Developer notes¶
Dependencies¶
OpenMM
PDBFixer
BioPython
MODELLER
pdb2pqr
mrcfile
icp
mdanalysis
openmmtools
openff-toolkit
rdkit
Manual install¶
Install [Conda](https://github.com/conda-forge/miniforge?tab=readme-ov-file#install) (if you don’t already have it)
Clone this repo and enter the folder: git clone https://github.com/CCPBioSim/prepmd.git && cd prepmd
Run conda env create –name prepmd –file environment.yaml && conda activate prepmd && pip install -e .
For the MODELLER part of the workflow to work, you need a [modeller license key](https://salilab.org/modeller/registration.html) and add it to modeller’s config.py file. If you use conda, the key will be in envs/prep/lib/modeller-10.7/modlib/modeller/config.py relative to the path where conda is installed.
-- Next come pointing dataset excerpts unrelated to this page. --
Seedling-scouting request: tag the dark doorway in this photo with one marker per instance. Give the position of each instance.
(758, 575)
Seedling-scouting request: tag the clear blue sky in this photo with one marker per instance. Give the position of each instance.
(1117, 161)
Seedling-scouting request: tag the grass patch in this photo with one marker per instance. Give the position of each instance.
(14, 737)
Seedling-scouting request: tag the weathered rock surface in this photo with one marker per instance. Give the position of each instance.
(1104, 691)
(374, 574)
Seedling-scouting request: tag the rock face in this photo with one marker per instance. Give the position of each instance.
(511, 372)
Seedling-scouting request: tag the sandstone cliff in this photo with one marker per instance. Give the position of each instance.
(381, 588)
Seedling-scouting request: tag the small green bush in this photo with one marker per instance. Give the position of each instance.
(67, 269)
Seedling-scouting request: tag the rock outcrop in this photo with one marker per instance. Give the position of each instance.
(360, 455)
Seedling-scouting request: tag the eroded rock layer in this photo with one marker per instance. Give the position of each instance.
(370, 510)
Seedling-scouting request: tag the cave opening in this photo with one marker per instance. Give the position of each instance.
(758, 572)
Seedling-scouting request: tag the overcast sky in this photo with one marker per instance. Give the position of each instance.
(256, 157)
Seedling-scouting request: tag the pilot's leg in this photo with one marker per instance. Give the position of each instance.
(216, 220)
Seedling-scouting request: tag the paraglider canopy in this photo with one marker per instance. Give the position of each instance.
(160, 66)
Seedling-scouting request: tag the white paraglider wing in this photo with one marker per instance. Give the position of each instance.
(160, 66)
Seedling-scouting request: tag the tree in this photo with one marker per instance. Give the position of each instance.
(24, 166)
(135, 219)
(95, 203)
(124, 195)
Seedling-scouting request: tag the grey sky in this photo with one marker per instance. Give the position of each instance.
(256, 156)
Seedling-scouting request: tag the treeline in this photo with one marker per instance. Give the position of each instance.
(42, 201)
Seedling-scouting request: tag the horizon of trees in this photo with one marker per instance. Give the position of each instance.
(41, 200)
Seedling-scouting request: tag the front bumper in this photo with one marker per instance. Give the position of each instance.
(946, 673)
After installing, run pytest to run tests.
Code structure¶
- Prep structure
prep.py - entry point, actual structure preparation happens in prep.prep
model.py - calls to the MODELLER API and functions for parsing FASTA files and MODELLER output
fix.py - calls to pdbfixer API and other small fixes for structure files
get_residues.py - parse mmcif/pdb files and convert them to fasta sequences
util.py - utility functions, mostly to do with residue sequences
point_cloud.py - compare structure files with EM density maps
download.py - download structures from various online services
pdb2pqr - call to pdb2pqr API
- Run structure
run.py - calls to OpenMM for running simulations
metadynamics.py - calls to openmmtools to set up metadynamics simulation
- Other stuffshared stuff
add_modeller_license.py - command-line utility to add a license key to MODELLER
ligand.py - parse structures contianing ligands (for system prep) and prepare ligand force field (for running simulations)
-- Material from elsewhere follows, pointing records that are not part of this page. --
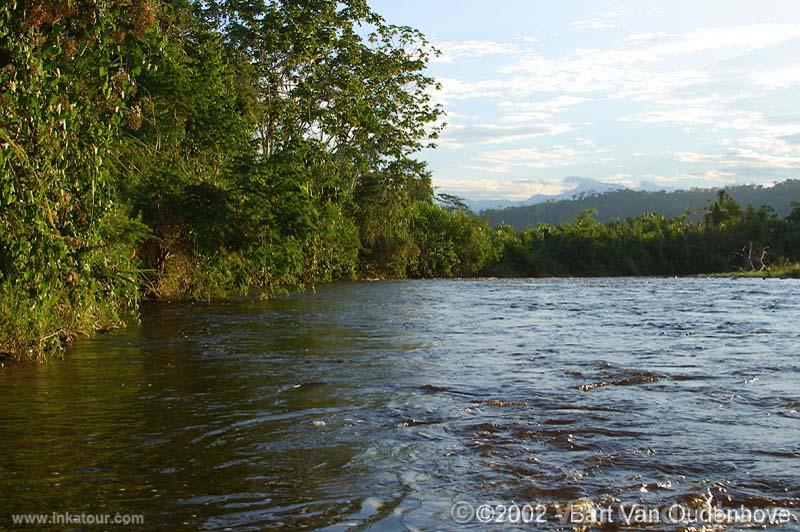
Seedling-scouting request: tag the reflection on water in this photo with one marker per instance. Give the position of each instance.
(382, 403)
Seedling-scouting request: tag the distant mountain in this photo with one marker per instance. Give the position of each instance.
(625, 203)
(580, 186)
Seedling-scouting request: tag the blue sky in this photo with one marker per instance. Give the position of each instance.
(671, 93)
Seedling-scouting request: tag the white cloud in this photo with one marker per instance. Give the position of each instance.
(483, 188)
(457, 136)
(454, 50)
(603, 22)
(515, 111)
(506, 159)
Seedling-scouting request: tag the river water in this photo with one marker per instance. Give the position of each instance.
(383, 404)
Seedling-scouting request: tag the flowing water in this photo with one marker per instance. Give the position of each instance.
(383, 404)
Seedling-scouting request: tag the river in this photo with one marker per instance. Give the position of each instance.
(382, 404)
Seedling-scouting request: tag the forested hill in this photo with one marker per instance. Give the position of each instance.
(621, 204)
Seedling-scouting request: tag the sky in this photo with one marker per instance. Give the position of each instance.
(672, 94)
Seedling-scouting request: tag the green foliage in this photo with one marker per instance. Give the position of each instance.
(192, 149)
(451, 242)
(65, 242)
(622, 204)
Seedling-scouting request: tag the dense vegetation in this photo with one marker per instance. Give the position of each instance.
(621, 204)
(189, 149)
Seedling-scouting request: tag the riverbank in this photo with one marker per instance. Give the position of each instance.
(791, 271)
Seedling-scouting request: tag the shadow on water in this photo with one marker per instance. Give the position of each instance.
(379, 404)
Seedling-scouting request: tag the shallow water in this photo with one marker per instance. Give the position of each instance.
(382, 404)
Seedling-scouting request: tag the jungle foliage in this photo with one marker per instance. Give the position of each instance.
(190, 149)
align_together.py - command-line utility to trim two structure files to be the same length and have corresponding atom indices. Useful
- Tests
In test/test_all.py. All integration tests.
Style¶
All code is PEP8 formatted
All user-facing code (e.g. CLI) should have rigorous input validation and descriptive error messages
Pure functions, minimal coupling and imperative style preferred. Code is mostly WET to reduce coupling where possible, with abstractions only being made where it’s obviously necessary to do so. Functions are allowed to be long to reduce indirection and avoid hiding complexity. In particular, longer functions aren’t broken up in a way that would require shorter functions to accept objects with a specific state as arguments.
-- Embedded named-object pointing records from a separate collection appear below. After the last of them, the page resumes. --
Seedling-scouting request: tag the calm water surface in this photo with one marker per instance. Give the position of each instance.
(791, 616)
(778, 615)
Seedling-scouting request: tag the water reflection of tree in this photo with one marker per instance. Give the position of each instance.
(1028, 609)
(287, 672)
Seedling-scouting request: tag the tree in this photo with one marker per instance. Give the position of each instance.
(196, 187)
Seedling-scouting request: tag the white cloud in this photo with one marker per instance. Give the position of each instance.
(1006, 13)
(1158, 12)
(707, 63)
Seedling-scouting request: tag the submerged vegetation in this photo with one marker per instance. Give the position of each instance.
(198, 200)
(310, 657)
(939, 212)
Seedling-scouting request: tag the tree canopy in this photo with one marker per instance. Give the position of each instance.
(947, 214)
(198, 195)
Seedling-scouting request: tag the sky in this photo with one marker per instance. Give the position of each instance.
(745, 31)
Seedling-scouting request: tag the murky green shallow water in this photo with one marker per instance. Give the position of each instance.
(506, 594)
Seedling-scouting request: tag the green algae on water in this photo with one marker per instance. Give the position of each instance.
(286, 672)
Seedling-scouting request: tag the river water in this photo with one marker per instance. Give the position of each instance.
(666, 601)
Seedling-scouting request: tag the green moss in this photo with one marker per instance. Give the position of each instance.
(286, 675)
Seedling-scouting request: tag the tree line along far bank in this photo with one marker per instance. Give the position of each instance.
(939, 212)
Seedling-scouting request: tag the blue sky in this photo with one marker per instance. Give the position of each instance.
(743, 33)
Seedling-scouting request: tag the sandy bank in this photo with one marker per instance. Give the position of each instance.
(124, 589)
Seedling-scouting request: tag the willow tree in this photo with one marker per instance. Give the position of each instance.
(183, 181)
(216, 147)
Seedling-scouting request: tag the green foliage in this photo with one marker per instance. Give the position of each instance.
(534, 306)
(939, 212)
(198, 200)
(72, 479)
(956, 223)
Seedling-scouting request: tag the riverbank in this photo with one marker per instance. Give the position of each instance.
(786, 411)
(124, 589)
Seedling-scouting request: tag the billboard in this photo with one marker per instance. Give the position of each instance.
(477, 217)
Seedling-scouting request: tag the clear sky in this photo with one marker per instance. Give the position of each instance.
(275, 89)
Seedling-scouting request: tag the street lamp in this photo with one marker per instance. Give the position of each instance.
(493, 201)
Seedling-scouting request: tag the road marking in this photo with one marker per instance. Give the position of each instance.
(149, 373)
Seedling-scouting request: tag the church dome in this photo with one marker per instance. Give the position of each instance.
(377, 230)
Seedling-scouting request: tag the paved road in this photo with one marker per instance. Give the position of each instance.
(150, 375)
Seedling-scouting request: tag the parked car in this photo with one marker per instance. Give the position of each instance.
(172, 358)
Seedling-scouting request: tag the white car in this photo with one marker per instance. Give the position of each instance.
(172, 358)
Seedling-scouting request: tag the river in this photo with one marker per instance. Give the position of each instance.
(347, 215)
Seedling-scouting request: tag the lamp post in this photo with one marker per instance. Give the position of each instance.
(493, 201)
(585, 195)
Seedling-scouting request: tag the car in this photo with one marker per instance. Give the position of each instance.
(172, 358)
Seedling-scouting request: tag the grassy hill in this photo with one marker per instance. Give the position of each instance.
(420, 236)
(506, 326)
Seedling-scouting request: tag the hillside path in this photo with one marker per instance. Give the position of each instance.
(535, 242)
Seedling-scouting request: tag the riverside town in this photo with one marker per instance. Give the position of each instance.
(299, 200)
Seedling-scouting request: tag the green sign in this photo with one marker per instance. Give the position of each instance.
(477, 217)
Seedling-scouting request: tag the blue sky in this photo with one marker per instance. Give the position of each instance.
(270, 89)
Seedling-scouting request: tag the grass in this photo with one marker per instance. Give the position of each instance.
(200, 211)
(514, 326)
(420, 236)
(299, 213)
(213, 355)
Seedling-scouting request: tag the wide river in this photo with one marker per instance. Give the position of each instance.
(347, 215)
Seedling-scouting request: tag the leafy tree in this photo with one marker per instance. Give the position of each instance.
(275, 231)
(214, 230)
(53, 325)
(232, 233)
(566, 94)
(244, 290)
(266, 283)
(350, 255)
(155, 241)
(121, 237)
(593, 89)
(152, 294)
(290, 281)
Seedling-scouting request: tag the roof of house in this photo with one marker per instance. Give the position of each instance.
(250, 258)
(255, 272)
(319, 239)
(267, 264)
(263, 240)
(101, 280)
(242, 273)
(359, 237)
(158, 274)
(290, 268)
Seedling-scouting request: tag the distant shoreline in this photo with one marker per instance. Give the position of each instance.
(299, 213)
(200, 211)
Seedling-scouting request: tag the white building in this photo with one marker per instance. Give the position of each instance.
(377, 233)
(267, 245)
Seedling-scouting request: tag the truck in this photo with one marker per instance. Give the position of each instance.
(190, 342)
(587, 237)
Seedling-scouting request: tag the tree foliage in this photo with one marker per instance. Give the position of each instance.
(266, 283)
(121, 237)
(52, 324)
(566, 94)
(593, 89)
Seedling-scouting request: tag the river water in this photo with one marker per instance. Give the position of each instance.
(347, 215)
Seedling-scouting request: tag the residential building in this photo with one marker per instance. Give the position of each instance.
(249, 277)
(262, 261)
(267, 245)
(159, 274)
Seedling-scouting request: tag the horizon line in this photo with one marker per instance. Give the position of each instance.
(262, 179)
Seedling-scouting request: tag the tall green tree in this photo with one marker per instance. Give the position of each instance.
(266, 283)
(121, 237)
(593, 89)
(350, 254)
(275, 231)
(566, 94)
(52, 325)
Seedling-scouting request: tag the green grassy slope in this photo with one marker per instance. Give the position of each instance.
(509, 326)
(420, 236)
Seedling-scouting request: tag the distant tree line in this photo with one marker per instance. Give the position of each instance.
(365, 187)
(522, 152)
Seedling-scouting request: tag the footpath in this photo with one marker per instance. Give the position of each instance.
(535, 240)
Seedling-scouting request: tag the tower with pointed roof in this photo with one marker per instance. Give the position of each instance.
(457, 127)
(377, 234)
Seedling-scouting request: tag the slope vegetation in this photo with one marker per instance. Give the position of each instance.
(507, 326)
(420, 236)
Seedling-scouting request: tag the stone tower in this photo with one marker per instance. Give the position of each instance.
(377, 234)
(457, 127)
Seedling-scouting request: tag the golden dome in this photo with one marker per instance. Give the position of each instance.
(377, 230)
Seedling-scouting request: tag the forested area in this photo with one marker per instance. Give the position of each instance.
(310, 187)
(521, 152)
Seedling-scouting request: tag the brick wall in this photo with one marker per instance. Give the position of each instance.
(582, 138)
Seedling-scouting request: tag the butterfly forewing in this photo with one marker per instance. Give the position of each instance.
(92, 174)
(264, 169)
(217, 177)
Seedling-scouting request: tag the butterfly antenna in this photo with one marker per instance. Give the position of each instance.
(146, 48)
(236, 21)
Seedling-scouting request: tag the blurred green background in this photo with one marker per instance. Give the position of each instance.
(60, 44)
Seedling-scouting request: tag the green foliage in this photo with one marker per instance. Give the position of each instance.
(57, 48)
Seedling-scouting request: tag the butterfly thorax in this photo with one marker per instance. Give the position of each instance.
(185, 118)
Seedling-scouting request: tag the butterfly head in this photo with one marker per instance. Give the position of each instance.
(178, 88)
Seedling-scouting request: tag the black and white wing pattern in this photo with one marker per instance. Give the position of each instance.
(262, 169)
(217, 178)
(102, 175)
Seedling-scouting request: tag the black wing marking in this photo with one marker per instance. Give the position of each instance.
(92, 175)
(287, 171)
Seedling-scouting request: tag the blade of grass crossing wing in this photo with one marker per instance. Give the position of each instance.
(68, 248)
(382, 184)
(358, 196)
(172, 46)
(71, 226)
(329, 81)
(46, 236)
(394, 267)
prep.py and run.py are both stateful in evil ways; MODELLER writes tons of junk to the working directory, so prep.py changes the working directory to a temporary folder and then copies output files to a path that the user has specified. This necessitates a bit of global state, and also juggling different paths and accounting for relative/absolute paths provided by the user.
run.py is even more stateful - OpenMM objects are pretty stateful, and runmd can re-initialise openmm system objects, keep and restore old co-ordinates (if the simulation becomes numerically unstable) and also recursively call itself to try and fix metadynamics problems. This looks ugly as sin, but it’s worth it for those features.